Top executives from behemoths like Verizon, Mastercard, Vista Equity Partners and Google announced the formation of the Edison Alliance to expand connectivity globally.
The effort is housed within the World Economic Forum, which meets this week in Davos, Switzerland. The alliance's acronym means "Essential Digital Infrastructure and Services Network," and its goal is to "ensure an unprecedented level of cross-sectoral collaboration between the technology industry and other critical sectors of the economy."
"I've long believed that mobility, broadband and cloud services are the 21st century's infrastructure, but to use them to their greatest impact, we need to galvanize both the private and the public sectors," said Verizon CEO Hans Vestberg in a release. Vestberg is the chairman of the new alliance. "This is a critical moment for leaders across all sectors to join forces and recognize access and affordability to digital services as a top priority for recovery in every country."
The alliance seeks to connect private efforts with public officials worldwide to bring affordable broadband to an estimated 3.6 billion people. "These 'connectivity deserts' hamper access to health, education, and economic inclusion," the alliance argued.

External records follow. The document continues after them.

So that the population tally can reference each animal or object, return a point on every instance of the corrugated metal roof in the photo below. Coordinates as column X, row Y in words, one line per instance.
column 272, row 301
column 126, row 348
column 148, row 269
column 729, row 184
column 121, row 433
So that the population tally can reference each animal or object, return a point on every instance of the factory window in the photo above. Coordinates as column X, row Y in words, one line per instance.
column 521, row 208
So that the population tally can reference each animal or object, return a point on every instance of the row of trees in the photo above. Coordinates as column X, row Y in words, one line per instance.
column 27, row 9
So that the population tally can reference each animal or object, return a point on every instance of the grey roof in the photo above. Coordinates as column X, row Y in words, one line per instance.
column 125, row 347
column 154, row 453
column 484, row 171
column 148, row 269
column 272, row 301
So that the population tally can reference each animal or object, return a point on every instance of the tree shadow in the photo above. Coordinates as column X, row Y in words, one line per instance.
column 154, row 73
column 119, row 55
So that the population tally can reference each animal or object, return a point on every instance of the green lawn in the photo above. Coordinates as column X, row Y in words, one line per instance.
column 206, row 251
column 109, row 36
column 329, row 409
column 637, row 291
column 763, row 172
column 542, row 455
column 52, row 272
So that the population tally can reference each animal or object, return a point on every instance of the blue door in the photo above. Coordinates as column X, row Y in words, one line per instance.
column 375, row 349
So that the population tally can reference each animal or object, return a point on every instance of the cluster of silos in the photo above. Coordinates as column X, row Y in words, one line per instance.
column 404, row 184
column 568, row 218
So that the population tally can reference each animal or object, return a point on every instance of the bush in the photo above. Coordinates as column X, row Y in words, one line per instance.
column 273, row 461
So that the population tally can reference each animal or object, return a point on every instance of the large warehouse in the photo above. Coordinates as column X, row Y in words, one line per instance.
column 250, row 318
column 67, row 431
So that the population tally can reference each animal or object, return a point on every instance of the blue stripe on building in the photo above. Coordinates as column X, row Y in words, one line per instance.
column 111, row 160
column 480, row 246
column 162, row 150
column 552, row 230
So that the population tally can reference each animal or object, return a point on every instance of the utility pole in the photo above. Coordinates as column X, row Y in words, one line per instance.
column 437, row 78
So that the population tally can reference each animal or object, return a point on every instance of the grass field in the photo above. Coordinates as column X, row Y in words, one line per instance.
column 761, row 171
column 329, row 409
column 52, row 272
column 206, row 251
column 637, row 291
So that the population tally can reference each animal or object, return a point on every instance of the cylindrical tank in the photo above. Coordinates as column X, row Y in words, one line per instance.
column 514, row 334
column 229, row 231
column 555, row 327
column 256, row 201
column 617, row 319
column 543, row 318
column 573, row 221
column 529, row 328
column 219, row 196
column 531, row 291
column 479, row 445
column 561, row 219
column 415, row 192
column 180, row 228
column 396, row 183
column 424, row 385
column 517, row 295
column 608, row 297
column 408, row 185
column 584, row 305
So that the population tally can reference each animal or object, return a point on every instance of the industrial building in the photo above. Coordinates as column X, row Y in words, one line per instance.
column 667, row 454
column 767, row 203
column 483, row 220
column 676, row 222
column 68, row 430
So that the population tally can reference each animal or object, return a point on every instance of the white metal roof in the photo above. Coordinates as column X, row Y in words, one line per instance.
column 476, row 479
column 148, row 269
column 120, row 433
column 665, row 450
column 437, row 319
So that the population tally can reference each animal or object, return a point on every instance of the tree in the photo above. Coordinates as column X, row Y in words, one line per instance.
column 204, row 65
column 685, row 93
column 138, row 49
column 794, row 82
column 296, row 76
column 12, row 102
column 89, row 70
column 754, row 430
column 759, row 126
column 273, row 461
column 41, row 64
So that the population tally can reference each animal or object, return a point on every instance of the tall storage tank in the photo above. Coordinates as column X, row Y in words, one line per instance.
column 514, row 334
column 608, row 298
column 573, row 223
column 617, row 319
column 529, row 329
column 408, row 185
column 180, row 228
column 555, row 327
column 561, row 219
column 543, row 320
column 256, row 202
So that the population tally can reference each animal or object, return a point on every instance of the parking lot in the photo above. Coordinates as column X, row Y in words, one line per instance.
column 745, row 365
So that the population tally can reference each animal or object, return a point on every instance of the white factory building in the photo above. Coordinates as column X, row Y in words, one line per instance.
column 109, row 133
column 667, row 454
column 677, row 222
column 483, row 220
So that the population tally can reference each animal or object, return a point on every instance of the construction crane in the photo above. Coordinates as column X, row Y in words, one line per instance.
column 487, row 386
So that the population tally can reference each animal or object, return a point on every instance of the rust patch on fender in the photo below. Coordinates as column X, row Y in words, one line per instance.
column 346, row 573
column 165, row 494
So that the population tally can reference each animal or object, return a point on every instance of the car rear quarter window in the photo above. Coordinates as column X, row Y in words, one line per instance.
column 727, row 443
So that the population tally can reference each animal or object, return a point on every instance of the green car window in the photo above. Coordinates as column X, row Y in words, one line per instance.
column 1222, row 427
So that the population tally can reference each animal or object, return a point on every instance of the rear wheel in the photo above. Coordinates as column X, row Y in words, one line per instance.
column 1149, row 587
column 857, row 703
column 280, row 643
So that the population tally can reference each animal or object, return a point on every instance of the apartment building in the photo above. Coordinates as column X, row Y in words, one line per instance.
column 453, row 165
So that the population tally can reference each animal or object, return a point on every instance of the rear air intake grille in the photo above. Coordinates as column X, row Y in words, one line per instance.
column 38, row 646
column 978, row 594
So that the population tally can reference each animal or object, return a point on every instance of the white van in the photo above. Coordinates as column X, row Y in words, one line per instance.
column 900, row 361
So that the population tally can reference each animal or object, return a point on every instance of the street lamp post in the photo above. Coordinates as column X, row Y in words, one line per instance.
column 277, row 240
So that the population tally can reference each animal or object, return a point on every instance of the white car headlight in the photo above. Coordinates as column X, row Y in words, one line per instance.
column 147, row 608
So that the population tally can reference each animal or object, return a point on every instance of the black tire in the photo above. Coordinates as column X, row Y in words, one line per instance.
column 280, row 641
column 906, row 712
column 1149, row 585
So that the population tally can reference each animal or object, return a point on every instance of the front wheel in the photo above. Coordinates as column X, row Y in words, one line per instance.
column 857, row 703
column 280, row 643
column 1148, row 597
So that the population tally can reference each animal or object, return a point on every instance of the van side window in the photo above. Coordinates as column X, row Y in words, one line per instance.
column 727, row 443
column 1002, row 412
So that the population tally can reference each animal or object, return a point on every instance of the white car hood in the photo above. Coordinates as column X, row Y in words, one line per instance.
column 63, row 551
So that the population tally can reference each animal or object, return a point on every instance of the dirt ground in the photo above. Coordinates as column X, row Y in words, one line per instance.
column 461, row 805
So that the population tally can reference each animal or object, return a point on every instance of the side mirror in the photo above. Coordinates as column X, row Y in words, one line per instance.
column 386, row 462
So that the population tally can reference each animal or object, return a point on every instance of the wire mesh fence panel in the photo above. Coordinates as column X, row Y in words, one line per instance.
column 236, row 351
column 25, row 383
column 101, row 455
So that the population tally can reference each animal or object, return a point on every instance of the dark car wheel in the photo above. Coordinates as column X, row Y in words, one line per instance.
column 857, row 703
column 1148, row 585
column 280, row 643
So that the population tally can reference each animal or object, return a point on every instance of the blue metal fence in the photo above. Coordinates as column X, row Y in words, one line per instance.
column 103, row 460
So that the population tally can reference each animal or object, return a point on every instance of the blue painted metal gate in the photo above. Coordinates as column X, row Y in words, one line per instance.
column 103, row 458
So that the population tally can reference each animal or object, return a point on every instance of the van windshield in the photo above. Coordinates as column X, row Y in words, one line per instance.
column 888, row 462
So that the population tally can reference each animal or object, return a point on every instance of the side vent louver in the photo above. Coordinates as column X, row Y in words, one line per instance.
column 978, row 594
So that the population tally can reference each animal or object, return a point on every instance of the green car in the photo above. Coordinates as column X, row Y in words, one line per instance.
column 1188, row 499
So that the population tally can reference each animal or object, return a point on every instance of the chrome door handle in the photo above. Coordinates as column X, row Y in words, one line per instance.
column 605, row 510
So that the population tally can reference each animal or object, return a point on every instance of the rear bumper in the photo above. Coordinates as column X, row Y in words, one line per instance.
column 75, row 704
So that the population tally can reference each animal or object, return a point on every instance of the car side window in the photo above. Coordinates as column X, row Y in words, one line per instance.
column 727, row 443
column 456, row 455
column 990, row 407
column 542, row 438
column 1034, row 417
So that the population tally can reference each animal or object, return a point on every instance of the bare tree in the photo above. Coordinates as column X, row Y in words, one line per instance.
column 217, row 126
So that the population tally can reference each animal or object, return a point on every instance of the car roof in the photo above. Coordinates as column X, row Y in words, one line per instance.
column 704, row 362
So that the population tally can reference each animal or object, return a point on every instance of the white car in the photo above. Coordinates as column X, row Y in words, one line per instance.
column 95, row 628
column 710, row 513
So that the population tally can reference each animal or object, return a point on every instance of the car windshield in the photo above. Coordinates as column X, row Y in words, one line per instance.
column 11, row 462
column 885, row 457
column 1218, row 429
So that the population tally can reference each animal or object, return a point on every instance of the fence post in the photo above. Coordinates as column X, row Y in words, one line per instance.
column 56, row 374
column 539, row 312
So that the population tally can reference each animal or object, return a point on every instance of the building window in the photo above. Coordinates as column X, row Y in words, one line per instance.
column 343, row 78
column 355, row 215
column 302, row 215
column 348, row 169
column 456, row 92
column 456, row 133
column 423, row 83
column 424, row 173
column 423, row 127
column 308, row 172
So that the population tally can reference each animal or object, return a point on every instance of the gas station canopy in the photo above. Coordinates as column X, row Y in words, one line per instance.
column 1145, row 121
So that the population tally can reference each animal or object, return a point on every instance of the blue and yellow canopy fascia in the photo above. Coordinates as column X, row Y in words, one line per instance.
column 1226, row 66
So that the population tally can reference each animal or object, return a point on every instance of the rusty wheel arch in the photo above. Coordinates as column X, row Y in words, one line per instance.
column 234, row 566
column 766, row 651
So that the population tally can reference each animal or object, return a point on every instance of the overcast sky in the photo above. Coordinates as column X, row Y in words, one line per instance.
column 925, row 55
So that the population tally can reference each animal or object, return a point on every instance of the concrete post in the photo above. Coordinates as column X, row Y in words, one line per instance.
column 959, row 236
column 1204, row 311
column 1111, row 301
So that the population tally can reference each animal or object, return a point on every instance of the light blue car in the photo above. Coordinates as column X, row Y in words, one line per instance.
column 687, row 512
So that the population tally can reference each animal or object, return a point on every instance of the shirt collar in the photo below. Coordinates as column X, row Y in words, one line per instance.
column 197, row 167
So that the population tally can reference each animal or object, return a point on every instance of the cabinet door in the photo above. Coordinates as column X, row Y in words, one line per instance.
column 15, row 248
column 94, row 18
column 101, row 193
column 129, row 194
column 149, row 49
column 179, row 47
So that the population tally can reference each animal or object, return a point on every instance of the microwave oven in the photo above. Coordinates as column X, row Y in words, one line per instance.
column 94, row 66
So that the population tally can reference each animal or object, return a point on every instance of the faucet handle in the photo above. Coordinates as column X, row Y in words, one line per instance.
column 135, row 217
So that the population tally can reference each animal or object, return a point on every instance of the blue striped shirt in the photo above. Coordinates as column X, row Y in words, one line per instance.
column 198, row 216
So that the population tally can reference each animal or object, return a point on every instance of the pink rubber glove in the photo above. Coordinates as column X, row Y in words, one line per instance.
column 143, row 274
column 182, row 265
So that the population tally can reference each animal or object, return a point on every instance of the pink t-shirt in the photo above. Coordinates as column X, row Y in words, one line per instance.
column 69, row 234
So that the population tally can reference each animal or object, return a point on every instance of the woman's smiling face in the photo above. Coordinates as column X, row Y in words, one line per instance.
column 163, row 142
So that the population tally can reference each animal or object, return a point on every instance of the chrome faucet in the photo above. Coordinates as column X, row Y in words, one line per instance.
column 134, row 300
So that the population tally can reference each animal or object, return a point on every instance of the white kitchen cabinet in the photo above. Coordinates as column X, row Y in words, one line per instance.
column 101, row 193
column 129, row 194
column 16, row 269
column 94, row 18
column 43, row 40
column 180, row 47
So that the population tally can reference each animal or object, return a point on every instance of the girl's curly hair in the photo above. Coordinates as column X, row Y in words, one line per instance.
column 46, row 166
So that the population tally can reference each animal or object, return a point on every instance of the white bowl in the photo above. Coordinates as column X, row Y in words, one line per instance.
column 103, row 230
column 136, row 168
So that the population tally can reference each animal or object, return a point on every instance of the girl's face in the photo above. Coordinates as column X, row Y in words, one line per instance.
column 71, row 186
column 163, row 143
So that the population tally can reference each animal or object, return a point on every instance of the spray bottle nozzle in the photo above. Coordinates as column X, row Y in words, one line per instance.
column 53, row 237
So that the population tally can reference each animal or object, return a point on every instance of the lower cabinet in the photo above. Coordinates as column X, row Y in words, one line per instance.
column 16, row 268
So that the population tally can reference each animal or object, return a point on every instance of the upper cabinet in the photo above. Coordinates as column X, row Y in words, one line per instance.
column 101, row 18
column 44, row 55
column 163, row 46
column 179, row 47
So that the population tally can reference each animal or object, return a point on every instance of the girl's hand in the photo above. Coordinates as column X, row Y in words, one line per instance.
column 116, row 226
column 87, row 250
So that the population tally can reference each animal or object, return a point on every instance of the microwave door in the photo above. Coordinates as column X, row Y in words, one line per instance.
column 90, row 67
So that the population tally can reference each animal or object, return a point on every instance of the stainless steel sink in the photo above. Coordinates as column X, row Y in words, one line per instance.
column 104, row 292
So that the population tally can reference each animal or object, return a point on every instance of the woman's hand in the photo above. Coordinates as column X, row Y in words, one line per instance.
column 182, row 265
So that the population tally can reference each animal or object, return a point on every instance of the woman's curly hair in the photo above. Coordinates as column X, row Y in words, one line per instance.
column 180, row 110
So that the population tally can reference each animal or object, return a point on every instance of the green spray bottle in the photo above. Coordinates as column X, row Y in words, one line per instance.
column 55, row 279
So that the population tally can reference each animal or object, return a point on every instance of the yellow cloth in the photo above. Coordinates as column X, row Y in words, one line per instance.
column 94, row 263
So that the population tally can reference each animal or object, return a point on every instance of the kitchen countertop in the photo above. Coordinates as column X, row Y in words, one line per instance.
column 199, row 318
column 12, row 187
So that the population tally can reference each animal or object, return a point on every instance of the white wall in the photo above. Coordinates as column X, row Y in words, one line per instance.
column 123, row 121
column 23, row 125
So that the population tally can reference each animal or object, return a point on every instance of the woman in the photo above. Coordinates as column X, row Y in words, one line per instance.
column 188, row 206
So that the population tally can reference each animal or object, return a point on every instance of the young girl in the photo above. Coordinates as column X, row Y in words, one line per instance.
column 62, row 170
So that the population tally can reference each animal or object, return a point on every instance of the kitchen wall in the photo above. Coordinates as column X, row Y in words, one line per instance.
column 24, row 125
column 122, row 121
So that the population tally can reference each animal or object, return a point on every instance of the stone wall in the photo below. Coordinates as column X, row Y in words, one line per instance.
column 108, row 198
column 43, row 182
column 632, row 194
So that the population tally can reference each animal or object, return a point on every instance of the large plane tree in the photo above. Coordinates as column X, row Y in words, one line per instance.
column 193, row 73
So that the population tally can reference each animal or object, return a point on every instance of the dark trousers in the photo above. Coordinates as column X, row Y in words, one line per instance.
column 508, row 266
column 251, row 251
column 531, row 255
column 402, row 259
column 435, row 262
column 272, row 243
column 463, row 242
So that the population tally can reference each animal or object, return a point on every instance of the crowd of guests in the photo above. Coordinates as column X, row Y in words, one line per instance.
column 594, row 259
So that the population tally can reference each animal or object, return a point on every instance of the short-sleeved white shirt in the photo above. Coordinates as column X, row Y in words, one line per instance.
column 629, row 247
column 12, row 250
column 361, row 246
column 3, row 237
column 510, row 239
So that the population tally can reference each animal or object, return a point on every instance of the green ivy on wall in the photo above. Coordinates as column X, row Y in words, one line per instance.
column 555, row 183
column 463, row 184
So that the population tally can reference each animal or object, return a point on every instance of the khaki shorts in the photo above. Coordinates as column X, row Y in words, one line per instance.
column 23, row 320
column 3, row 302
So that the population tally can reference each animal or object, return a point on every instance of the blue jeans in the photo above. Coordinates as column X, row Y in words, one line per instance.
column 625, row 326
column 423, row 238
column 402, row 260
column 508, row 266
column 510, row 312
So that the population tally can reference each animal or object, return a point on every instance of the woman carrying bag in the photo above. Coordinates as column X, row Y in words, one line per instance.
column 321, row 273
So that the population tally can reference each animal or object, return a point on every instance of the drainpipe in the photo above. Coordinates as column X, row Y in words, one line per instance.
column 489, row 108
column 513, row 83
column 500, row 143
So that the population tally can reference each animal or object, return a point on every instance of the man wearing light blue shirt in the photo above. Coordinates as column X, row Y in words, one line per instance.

Thus, the alliance includes "partners" from telecom companies like American Tower, Nokia and Ericsson but also financiers such as David Grain of Grain Management and those in the healthcare industry, such as Shobana Kamineni of Apollo Hospitals.
The group is not the first to target the issue, of course, but it certainly leverages the kind of financial firepower and influence that could produce results. The association scheduled meetings throughout 2021. It did not provide any details about the types of technologies it might use to reach its goals; that's noteworthy considering companies like SpaceX and OneWeb have pledged to reach unconnected areas of the world with their burgeoning constellation of low Earth orbit (LEO) satellites.